AOI member, Mick Marston was invited to create an image (below) for the new Fair Terms for Creators website, set up as part of the campaign seeking for creators to be treated more equally when issued with contracts by commissioners. Illustrators will be aware that they are often asked to agree to contract terms they do not consider fair, but do not believe they have equal bargaining power. AOI are closely involved with this campaign, which is part of the Creators’ Rights Alliance
Mick was asked to depict a writer, illustrator, fine artist, photographer, journalist, musician, composer and film director to cover the many areas that creators are involved in.
What are fair terms? The campaign for Fair Terms believe that there are seven areas of contract terms which need to be protected so that all creators, including members of the public who are often agreeing to contractual terms and conditions online, are protected when they sign a contract. These seven areas form the acronym CREATOR. They are all already in use elsewhere in the world or mirror existing consumer protection rights.

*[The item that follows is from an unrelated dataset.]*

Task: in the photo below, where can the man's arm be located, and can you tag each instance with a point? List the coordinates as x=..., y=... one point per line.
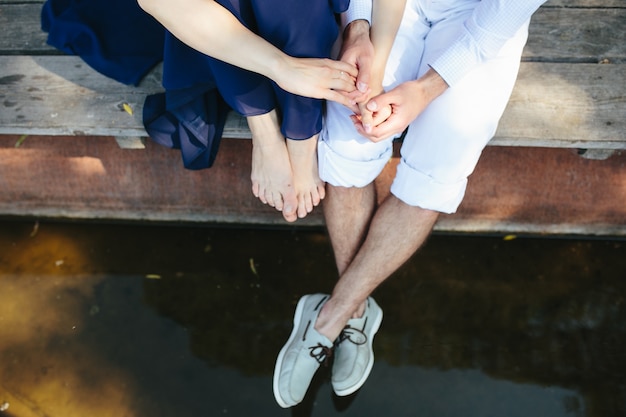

Clarity: Clear contracts, in written form, which transparently set out the exact scope of the rights granted / assigned / licensed and are timely and transparently negotiated.
Remuneration: Fair Remuneration. Equitable and unwaivable remuneration for each use / exploitation of work, to include ‘bestseller clauses’ so that if a work does far better than expected the creator shares in its success even if copyright was assigned.
Exploitation: An obligation of Exploitation for each mode of exploitation. Also known as the Use-it-or-Lose-it Clause. This is the French model
Accounting: Fair, understandable and proper Accounting clauses.
Terms: Reasonable contract Terms (time limits) with regular reviews where appropriate to take into account new forms of exploitation; underpinned by a reversion right where appropriate.
Ownership: Authors, including illustrators and translators, should be appropriately credited (cf metadata and ‘accurately credited somewhere’) for all uses of their work; the integrity of artistic works should be respected, and the Ownership of moral rights should be unwaivable.
Reasonable: All contracts should be subject to a general test of Reasonableness including a list of defined clauses which are automatically deemed to be void and a general safeguarding provision that any provision contrary to the requirement of good faith, causes a significant imbalance in the parties’ rights and obligations arising under the contract, to the detriment of the author shall be regarded as unfair.